If scope is 0, it operates request; if scope is 1, it operates session. If you are operating a request, you need to first determine whether the request has been executed through isRequestActive method. If the request has been executed, Can’t again on the other operation (when performing the requestAttributes. In the finally block requestCompleted method after isRequestActive returns false).

Similar to LocalContext, RequestAttributes are stored in RequestContextHolder, which works similarly to SecurityContextHolder.

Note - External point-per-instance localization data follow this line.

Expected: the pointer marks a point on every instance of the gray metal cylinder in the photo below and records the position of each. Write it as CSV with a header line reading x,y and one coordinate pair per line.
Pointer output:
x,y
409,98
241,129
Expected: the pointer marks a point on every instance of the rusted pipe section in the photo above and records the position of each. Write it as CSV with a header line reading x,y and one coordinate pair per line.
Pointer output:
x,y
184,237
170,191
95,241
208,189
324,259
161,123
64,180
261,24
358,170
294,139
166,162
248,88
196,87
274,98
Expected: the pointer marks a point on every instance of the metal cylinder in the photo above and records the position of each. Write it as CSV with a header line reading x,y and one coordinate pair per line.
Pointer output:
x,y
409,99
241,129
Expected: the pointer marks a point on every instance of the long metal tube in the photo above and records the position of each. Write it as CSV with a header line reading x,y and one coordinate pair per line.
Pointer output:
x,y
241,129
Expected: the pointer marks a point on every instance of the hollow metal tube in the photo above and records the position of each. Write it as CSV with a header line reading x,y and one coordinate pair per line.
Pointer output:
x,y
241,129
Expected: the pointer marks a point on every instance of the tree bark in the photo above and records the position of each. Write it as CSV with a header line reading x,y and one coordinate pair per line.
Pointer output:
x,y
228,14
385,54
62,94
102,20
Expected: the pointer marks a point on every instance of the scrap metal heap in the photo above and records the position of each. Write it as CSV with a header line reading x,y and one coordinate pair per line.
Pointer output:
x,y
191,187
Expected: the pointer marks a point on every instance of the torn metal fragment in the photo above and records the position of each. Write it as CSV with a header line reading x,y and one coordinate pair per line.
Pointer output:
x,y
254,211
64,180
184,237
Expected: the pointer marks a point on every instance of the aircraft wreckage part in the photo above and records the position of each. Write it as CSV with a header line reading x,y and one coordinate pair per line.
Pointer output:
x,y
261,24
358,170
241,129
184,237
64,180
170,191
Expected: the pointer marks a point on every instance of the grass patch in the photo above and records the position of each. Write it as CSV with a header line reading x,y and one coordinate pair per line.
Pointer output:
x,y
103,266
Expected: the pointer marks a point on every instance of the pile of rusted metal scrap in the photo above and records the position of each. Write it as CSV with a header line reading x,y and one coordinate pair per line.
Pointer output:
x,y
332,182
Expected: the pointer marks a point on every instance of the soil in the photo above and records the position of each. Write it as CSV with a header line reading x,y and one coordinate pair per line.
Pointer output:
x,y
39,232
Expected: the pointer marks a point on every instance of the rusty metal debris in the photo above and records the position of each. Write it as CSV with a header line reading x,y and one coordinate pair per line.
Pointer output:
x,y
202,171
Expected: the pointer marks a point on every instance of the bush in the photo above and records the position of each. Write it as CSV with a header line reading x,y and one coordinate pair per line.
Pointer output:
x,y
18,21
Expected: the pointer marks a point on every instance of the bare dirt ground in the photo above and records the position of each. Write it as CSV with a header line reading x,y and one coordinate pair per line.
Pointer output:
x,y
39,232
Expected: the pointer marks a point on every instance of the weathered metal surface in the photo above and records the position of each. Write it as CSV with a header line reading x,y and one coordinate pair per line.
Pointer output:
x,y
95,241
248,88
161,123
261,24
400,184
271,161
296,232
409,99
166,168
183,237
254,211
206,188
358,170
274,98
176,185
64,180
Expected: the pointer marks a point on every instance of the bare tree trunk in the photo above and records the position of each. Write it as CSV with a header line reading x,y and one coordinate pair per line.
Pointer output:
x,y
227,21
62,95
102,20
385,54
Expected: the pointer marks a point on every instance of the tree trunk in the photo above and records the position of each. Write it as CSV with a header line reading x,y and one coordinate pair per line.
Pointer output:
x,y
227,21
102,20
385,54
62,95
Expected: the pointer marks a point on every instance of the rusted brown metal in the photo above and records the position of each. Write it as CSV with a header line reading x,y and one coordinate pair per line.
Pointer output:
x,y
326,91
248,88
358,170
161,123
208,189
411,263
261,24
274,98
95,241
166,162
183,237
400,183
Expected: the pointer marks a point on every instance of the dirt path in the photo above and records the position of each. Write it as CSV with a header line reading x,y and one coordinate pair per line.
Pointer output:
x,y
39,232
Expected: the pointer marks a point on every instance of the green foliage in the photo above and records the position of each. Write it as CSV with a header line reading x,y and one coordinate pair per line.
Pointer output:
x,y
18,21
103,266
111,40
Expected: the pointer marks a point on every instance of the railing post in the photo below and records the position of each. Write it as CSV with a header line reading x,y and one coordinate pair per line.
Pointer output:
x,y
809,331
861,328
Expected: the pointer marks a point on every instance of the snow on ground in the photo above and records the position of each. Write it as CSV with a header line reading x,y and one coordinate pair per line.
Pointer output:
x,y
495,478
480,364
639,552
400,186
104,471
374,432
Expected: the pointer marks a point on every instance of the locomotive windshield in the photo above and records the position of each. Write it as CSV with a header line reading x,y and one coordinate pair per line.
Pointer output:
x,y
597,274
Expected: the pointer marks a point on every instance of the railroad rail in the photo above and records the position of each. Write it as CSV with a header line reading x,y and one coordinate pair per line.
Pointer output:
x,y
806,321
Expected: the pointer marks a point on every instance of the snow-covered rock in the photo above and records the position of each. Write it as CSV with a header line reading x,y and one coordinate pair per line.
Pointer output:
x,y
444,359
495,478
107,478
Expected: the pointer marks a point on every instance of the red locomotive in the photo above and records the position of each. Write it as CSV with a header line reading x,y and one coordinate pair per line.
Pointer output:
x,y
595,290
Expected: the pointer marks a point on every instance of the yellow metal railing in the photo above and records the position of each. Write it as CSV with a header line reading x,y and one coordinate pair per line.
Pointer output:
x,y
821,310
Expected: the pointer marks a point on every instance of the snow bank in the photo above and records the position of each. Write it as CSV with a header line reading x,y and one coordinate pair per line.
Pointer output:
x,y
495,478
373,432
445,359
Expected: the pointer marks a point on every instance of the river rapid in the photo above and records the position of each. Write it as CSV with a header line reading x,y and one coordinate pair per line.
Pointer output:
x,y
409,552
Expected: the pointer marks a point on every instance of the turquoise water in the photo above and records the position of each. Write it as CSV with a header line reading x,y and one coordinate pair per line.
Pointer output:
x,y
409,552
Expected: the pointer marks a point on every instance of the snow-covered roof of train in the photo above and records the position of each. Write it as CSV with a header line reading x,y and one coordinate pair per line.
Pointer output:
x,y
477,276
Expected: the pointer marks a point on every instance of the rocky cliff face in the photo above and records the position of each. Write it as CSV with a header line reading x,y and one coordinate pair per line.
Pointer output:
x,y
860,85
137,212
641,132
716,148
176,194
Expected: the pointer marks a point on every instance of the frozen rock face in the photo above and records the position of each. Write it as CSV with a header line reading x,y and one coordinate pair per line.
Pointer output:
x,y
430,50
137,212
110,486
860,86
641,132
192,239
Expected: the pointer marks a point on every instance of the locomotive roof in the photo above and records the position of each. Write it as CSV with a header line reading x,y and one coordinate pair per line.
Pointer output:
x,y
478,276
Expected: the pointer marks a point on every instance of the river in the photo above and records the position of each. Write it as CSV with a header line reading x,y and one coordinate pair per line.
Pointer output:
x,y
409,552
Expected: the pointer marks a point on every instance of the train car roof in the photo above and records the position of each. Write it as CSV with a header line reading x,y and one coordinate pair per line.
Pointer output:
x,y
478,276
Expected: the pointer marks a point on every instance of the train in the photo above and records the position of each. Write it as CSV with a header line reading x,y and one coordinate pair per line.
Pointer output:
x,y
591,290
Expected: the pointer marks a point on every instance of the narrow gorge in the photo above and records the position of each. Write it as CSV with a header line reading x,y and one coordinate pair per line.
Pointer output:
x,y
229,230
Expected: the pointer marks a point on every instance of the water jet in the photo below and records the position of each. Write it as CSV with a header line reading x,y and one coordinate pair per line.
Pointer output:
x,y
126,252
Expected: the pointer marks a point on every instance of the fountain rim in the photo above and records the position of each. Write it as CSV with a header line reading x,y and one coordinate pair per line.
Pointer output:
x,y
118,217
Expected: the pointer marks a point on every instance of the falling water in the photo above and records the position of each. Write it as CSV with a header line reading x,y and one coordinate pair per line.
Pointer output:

No more details here.

As you can see, in SpringMVC, if we need to use request, response, and session somewhere other than Controller, Instead of passing the Request, Response, and Session objects from the Controller each time, we can get them directly from the RequestContextHolder like this:

ServletRequestAttributes servletRequestAttributes = (ServletRequestAttributes) RequestContextHolder.getRequestAttributes();
HttpServletRequest request = servletRequestAttributes.getRequest();
HttpServletResponse response = servletRequestAttributes.getResponse();

Is not very easy!

2.2 Event publishing

Finally, the event is published in the processRequest method.

In the finally block of code will call publishRequestHandledEvent method sends a ServletRequestHandledEvent types of events, specific sending code is as follows:

private void publishRequestHandledEvent(HttpServletRequest request, HttpServletResponse response,
        long startTime, @Nullable Throwable failureCause) {
    if (this.publishEvents && this.webApplicationContext != null) {
        // Whether or not we succeeded, publish an event.
        long processingTime = System.currentTimeMillis() - startTime;
                new ServletRequestHandledEvent(this,
                        request.getRequestURI(), request.getRemoteAddr(),
                        request.getMethod(), getServletConfig().getServletName(),
                        WebUtils.getSessionId(request), getUsernameForRequest(request),
                        processingTime, failureCause, response.getStatus()));

As you can see, sending an event requires publishEvents to be true, which is true by default. If you need to change the value of this variable, you can incidently configure it via the init-param node when you configure the DispatcherServlet in web.xml. Normally, this event will always be sent out, but we can listen for it if the project needs it, as follows:

@Component public class ServletRequestHandleListener implements ApplicationListener<ServletRequestHandledEvent> { @Override public void onApplicationEvent(ServletRequestHandledEvent servletRequestHandledEvent) { System. The out. Println (" - the request has been completed "+ servletRequestHandledEvent. GetRequestUrl ()); }}

The event is emitted when a request completes.

3. Summary

In this article, we mainly share the parent class of DispatcherServlet in SpringMVC FrameworkServlet. FrameworkServlet has relatively simple functions. The main reason is that PATCH processing is added to the service method, and other types of requests are classified into the processRequest method for unified processing, and the processRequest method is divided into three parts. First, the LocalContext and RequestAttributes are processed, then the DoserService is executed, and finally the LocalContext and RequestAttributes attributes are restored in the finally block. At the same time publish a request to end the event.